There is a similar problem with Swedish:
Our alphabet goes:
a
...
u
v & w (no difference made)
x
y
z
å
ä (the Danish/Norwegian "æ" is also sorted as "ä")
ö (the Danish/Norwegian "ø" is also sorted as "ö")
The German character "ü" is pronunciated as a Swedish "y," so when any
German name or loan word containing that character occurs in Swedish it
should be sorted as "y." However, if any "ü" occurs in a Dutch loan word it
is considered as an "u" with umlaut and is sorted as "u."
The same goes for "ä" and "ö": If they are the Swedish/Finnish/German
letters "ä" and "ö" they are sorted after "å," if they are the Dutch letters
"a" with umlaut and "o" with umlaut, they're sorted as "a" and "o" in a
Swedish encyclopædia.
In Swedish the Danish/Norwegian letter "æ" is sorted as "ä," while the
Latin/Icelandic letter "æ" is sorted as "ae."
Stefan
----- Original Message -----
From: "Mark Davis" <mark@macchiato.com>
To: "Michael (michka) Kaplan" <michka@trigeminal.com>; "Keld Jørn Simonsen"
<keld@dkuug.dk>; <unicode@unicode.org>
Sent: den 10 september 2001 17:27
Subject: Re: [OT] o-circumflex
> Michael, that isn't the point.
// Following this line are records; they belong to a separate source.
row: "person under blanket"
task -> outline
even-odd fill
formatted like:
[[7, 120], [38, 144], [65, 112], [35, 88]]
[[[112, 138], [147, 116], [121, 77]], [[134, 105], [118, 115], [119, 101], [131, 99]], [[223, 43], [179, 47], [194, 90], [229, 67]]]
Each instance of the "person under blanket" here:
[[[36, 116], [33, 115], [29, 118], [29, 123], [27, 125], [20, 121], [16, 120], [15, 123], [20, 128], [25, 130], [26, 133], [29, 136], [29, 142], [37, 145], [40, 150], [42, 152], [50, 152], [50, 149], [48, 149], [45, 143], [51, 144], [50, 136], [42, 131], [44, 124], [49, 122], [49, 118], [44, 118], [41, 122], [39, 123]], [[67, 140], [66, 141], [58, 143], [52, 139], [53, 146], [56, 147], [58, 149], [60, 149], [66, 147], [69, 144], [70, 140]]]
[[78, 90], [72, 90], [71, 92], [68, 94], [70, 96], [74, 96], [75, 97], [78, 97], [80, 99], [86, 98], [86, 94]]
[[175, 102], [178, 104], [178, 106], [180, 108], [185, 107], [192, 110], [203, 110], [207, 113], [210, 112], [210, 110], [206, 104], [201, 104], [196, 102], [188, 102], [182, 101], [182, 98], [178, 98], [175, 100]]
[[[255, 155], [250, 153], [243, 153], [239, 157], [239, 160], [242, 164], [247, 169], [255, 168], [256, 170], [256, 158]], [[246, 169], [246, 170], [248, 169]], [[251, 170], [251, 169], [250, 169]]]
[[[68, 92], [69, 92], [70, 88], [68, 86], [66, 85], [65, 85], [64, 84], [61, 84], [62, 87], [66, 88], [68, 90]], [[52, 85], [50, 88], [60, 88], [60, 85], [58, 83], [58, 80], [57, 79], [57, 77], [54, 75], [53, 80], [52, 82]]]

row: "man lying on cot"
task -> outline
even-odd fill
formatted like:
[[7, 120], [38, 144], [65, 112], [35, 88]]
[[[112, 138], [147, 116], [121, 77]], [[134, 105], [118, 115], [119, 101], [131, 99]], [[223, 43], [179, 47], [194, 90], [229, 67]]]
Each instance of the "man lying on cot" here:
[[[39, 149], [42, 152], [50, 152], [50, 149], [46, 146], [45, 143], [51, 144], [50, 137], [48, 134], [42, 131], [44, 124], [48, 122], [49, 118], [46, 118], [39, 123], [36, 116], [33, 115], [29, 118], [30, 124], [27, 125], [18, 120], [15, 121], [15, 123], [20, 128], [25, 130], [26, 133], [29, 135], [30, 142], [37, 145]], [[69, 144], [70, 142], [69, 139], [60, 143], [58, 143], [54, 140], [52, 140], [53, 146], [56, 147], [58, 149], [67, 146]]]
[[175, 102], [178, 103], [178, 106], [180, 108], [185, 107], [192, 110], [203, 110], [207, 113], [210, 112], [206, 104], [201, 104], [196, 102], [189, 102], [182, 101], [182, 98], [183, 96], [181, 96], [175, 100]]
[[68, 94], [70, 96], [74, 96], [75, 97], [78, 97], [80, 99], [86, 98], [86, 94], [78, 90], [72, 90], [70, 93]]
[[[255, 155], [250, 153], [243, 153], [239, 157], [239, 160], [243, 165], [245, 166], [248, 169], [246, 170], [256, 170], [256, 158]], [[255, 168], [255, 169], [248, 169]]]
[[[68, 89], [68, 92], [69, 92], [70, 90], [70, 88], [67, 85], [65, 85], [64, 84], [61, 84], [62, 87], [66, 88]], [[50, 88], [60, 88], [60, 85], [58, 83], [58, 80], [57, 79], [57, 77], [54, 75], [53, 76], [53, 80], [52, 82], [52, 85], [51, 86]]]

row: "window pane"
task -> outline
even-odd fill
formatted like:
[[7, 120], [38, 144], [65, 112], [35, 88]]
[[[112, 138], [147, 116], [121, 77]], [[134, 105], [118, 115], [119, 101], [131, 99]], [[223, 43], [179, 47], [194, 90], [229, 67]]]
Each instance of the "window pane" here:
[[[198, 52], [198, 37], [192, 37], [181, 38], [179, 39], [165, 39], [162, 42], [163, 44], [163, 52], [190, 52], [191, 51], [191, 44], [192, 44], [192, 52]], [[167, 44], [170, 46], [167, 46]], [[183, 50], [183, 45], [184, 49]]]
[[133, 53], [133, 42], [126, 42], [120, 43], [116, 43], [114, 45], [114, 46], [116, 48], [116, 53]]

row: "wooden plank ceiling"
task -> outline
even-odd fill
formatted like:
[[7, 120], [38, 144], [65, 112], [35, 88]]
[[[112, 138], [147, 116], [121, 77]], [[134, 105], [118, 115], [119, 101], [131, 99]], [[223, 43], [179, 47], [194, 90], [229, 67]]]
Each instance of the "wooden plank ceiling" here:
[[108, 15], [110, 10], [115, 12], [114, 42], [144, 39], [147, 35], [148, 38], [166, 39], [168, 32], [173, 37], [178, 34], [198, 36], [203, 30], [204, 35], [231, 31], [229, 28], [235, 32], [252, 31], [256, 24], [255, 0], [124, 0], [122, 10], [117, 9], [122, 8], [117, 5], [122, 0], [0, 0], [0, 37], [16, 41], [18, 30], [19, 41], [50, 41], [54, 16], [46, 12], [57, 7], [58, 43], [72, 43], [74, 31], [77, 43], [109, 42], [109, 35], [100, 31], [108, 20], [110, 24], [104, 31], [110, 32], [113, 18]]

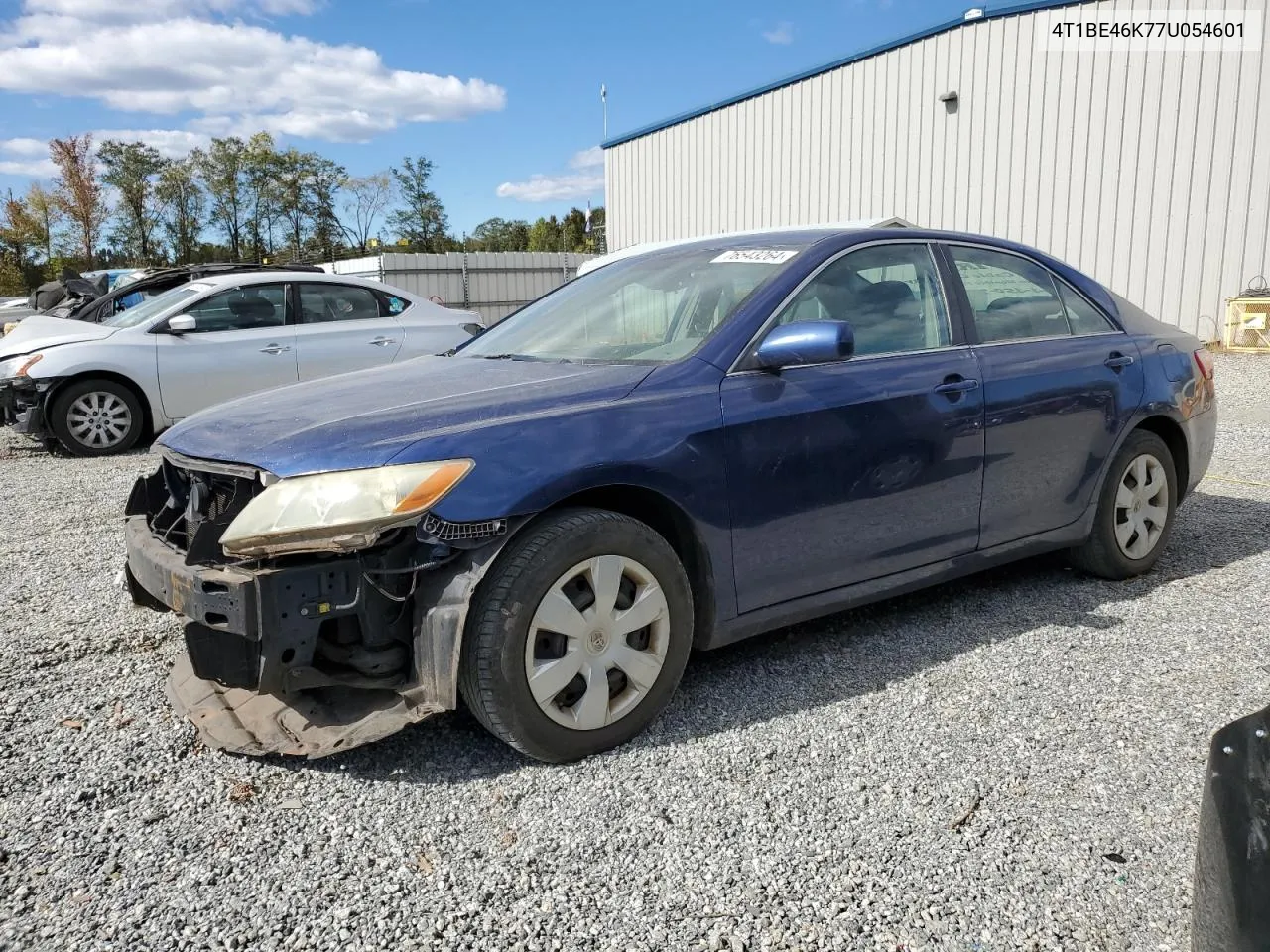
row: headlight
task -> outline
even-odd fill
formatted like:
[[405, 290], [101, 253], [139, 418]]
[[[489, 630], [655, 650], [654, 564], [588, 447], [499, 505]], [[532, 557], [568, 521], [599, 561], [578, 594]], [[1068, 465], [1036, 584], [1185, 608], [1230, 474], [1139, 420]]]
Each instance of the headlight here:
[[44, 359], [43, 354], [23, 354], [22, 357], [10, 357], [8, 360], [0, 360], [0, 380], [25, 377], [30, 366], [42, 359]]
[[221, 547], [235, 556], [366, 548], [436, 505], [471, 468], [471, 459], [446, 459], [279, 480], [237, 514]]

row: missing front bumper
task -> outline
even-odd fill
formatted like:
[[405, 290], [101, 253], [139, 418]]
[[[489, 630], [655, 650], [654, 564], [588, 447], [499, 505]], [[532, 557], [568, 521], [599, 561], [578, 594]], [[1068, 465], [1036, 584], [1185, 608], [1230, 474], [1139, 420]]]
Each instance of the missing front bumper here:
[[396, 734], [443, 708], [415, 692], [326, 689], [293, 697], [199, 678], [188, 655], [168, 675], [168, 699], [210, 748], [325, 757]]
[[[362, 556], [249, 571], [187, 565], [130, 517], [132, 600], [183, 616], [187, 652], [168, 679], [173, 706], [211, 748], [324, 757], [385, 737], [457, 706], [458, 654], [471, 594], [502, 542], [420, 572], [409, 603], [362, 584]], [[405, 579], [406, 576], [400, 576]], [[404, 670], [333, 677], [316, 650], [323, 626], [357, 618], [372, 647]]]

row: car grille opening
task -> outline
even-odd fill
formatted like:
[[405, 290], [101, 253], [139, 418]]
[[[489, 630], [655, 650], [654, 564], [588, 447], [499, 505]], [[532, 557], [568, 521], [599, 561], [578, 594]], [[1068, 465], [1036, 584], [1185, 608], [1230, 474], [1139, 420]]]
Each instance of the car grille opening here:
[[137, 480], [127, 514], [145, 515], [150, 532], [185, 556], [187, 565], [229, 561], [221, 534], [263, 486], [257, 479], [179, 466], [164, 458], [159, 470]]

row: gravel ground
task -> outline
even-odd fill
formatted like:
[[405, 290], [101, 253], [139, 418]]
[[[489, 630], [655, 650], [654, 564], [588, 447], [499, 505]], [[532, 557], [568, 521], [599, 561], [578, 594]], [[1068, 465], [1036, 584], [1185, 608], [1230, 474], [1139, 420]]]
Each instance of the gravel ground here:
[[461, 713], [196, 746], [177, 625], [112, 585], [154, 461], [5, 435], [0, 948], [1184, 949], [1209, 735], [1270, 698], [1270, 360], [1218, 381], [1149, 578], [1036, 560], [702, 655], [564, 767]]

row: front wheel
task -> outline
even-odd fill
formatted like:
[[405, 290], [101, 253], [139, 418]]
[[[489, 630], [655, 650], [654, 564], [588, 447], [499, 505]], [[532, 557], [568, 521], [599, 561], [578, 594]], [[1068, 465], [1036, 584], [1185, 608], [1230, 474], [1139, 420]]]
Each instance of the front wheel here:
[[1129, 434], [1107, 470], [1090, 539], [1072, 562], [1104, 579], [1151, 571], [1163, 555], [1177, 508], [1176, 466], [1154, 433]]
[[53, 397], [48, 426], [71, 456], [110, 456], [137, 444], [145, 414], [131, 387], [113, 380], [84, 380]]
[[669, 543], [618, 513], [561, 510], [513, 541], [478, 588], [460, 691], [517, 750], [575, 760], [660, 713], [691, 644], [692, 594]]

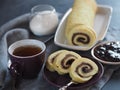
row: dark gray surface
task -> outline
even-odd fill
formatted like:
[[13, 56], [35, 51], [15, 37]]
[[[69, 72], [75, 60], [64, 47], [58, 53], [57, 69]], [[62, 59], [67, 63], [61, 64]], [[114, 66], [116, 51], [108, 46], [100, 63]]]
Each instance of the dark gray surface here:
[[[73, 0], [0, 0], [0, 26], [7, 21], [30, 12], [37, 4], [51, 4], [57, 12], [65, 13], [71, 7]], [[113, 15], [110, 27], [120, 30], [120, 1], [119, 0], [97, 0], [98, 4], [113, 7]], [[120, 36], [119, 33], [116, 37]], [[120, 76], [117, 72], [112, 75], [111, 80], [102, 90], [120, 90]]]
There is a problem even when you stick to
one
> language.
>
> That is, there are situations where two letters in a language, e.g. "ch"
in
> Slovak, are normally sorted as one. However, in some exceptional
> circumstances those letters should be sorted separated. It could be
because
> they come originally from another language, or it could be because they
> happen to arise when two other words are conjoined. There is no
algorithmic
> distinction. So without some special character, it would require a
> dictionary look-up to produce the right sort
>
> For example, suppose that "th" were sorted separately in English, after Z.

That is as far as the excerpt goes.